To illustrate point-in-time correctness, consider the creation of a training set using the following fraud label data:
| Transaction | User | Fraudulent Charge | Timestamp |
|---|
| 1 | A | False | Jan 3, 2022 |
| 2 | A | True | Jan 5, 2022 |
Suppose we have a feature denoting the user’s average purchase price:
| User | Avg Purchase Price | Timestamp |
|---|
| A | 5 | Jan 2, 2022 |
| A | 10 | Jan 4, 2022 |
The resulting training set should appear as follows:
| Avg Purchase Price | Fraudulent Charge |
|---|
| 5 | False |
| 10 | True |
Notice how the first row’s feature value is 5, reflecting its state on Jan 3rd, 2022—the time of the first label. Conversely, the second row’s feature value is 10, corresponding to the situation on Jan 5th, 2022—the time of the second label. This adherence to historical feature values ensures point-in-time correctness.
In Featureform, when defining features and labels, you have the option to include a timestamp column. By doing so, when creating the training set, Featureform will automatically align labels with features at the specified points in time.

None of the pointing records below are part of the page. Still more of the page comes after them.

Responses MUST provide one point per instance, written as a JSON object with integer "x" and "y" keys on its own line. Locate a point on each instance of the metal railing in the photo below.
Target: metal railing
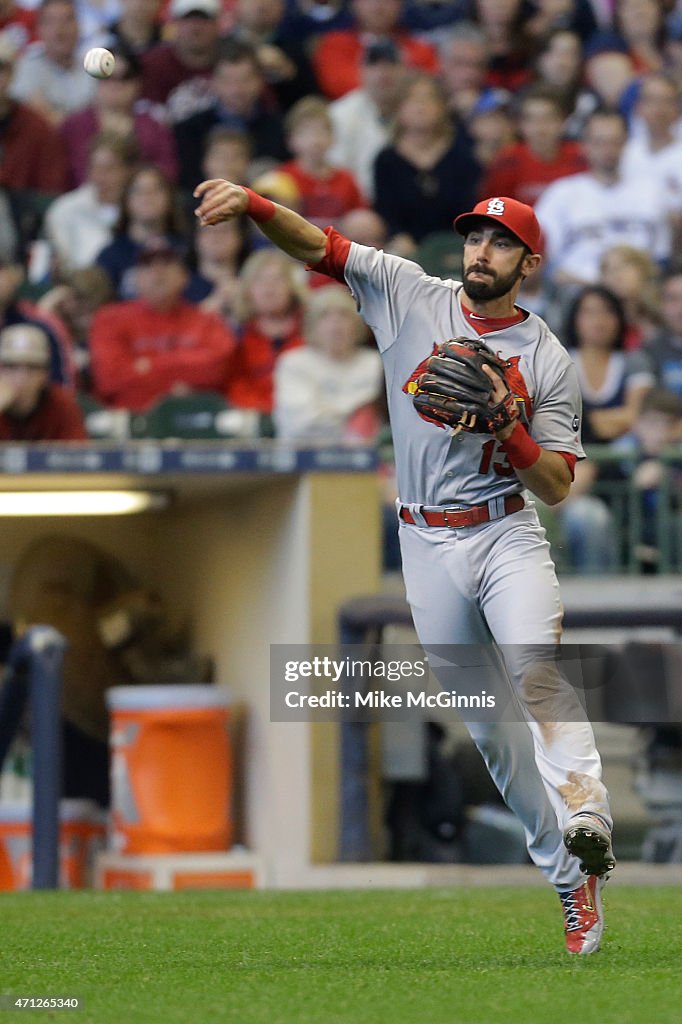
{"x": 34, "y": 675}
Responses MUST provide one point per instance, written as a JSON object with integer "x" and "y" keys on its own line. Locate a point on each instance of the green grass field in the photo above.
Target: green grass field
{"x": 428, "y": 956}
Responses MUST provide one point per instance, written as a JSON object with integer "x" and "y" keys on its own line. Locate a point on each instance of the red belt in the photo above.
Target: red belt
{"x": 463, "y": 517}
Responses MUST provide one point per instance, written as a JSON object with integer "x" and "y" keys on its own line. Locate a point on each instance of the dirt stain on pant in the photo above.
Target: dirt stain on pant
{"x": 581, "y": 790}
{"x": 550, "y": 698}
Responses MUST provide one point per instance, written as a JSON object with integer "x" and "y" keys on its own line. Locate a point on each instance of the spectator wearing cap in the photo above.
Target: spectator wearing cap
{"x": 73, "y": 303}
{"x": 115, "y": 111}
{"x": 663, "y": 354}
{"x": 655, "y": 153}
{"x": 558, "y": 65}
{"x": 158, "y": 343}
{"x": 586, "y": 214}
{"x": 307, "y": 19}
{"x": 509, "y": 42}
{"x": 49, "y": 75}
{"x": 609, "y": 73}
{"x": 641, "y": 26}
{"x": 431, "y": 20}
{"x": 361, "y": 119}
{"x": 137, "y": 28}
{"x": 283, "y": 57}
{"x": 239, "y": 102}
{"x": 329, "y": 388}
{"x": 429, "y": 173}
{"x": 80, "y": 223}
{"x": 524, "y": 169}
{"x": 463, "y": 67}
{"x": 672, "y": 51}
{"x": 150, "y": 212}
{"x": 176, "y": 74}
{"x": 326, "y": 192}
{"x": 268, "y": 307}
{"x": 33, "y": 155}
{"x": 16, "y": 310}
{"x": 338, "y": 56}
{"x": 33, "y": 409}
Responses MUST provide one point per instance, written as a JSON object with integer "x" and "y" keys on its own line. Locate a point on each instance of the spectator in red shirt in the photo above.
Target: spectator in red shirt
{"x": 33, "y": 156}
{"x": 269, "y": 306}
{"x": 338, "y": 55}
{"x": 327, "y": 192}
{"x": 177, "y": 73}
{"x": 19, "y": 20}
{"x": 158, "y": 343}
{"x": 524, "y": 169}
{"x": 32, "y": 408}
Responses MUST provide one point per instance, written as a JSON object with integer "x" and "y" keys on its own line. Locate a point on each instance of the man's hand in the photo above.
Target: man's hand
{"x": 219, "y": 201}
{"x": 499, "y": 393}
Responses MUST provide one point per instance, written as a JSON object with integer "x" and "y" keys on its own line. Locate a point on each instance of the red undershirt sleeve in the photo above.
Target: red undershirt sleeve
{"x": 570, "y": 461}
{"x": 336, "y": 257}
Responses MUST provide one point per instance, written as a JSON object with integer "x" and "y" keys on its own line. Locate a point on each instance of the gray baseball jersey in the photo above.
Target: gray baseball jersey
{"x": 411, "y": 312}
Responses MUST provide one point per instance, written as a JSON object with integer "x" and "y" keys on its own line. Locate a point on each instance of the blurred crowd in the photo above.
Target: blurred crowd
{"x": 386, "y": 118}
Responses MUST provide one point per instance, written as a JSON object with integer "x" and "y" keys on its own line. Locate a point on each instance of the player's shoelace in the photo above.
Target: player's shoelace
{"x": 582, "y": 915}
{"x": 573, "y": 907}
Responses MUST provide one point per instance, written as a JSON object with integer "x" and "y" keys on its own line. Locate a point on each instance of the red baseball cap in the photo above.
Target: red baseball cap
{"x": 517, "y": 217}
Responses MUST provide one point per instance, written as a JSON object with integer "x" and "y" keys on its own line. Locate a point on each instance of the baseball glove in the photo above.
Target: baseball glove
{"x": 455, "y": 392}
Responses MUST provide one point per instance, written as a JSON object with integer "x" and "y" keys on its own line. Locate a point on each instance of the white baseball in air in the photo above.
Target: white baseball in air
{"x": 98, "y": 61}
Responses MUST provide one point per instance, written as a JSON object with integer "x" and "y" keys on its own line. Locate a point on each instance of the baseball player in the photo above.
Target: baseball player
{"x": 474, "y": 428}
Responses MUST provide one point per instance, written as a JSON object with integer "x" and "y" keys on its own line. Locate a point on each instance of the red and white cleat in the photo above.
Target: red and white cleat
{"x": 584, "y": 916}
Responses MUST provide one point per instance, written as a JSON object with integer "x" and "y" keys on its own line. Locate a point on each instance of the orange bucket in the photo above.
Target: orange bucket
{"x": 82, "y": 833}
{"x": 171, "y": 769}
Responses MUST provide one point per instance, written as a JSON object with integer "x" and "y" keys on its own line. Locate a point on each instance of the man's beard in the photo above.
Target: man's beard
{"x": 496, "y": 287}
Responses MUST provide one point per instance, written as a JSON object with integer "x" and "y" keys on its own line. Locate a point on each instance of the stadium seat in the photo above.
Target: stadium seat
{"x": 200, "y": 416}
{"x": 439, "y": 255}
{"x": 103, "y": 424}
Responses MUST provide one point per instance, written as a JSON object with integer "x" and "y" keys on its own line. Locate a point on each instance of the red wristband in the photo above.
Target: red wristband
{"x": 259, "y": 208}
{"x": 520, "y": 449}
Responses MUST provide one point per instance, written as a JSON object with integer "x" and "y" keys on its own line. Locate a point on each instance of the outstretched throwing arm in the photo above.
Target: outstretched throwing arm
{"x": 221, "y": 201}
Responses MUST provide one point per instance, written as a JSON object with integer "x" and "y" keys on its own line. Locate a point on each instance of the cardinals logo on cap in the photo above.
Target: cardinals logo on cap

Here’s an example of defining features and labels with timestamps in Featureform:
@ff.entity
class User:
avg_transactions = ff.Feature(
average_user_transaction[["CustomerID", "TransactionAmount"]],
variant="quickstart",
type=ff.Float32,
inference_store=redis,
timestamp_column="timestamp",
)
fraudulent = ff.Label(
transactions[["CustomerID", "IsFraud"]],
variant="quickstart",
type=ff.Bool,
timestamp_column="timestamp",
)
ff.register_training_set(
"fraud_training",
"quickstart",
label=("fraudulent", "quickstart"),
features=[("avg_transactions", "quickstart")],
)
client.apply()
# The training set's feature values will be point-in-time correct.
ts = client.training_set("fraud_training", "quickstart").dataframe()
Additionally, it’s worth noting that when working with the streaming data API in Featureform Enterprise, timestamps are tracked, and you have the capability to backfill data for point-in-time correct training sets as well. This comprehensive approach ensures the integrity of historical features in your machine learning workflows.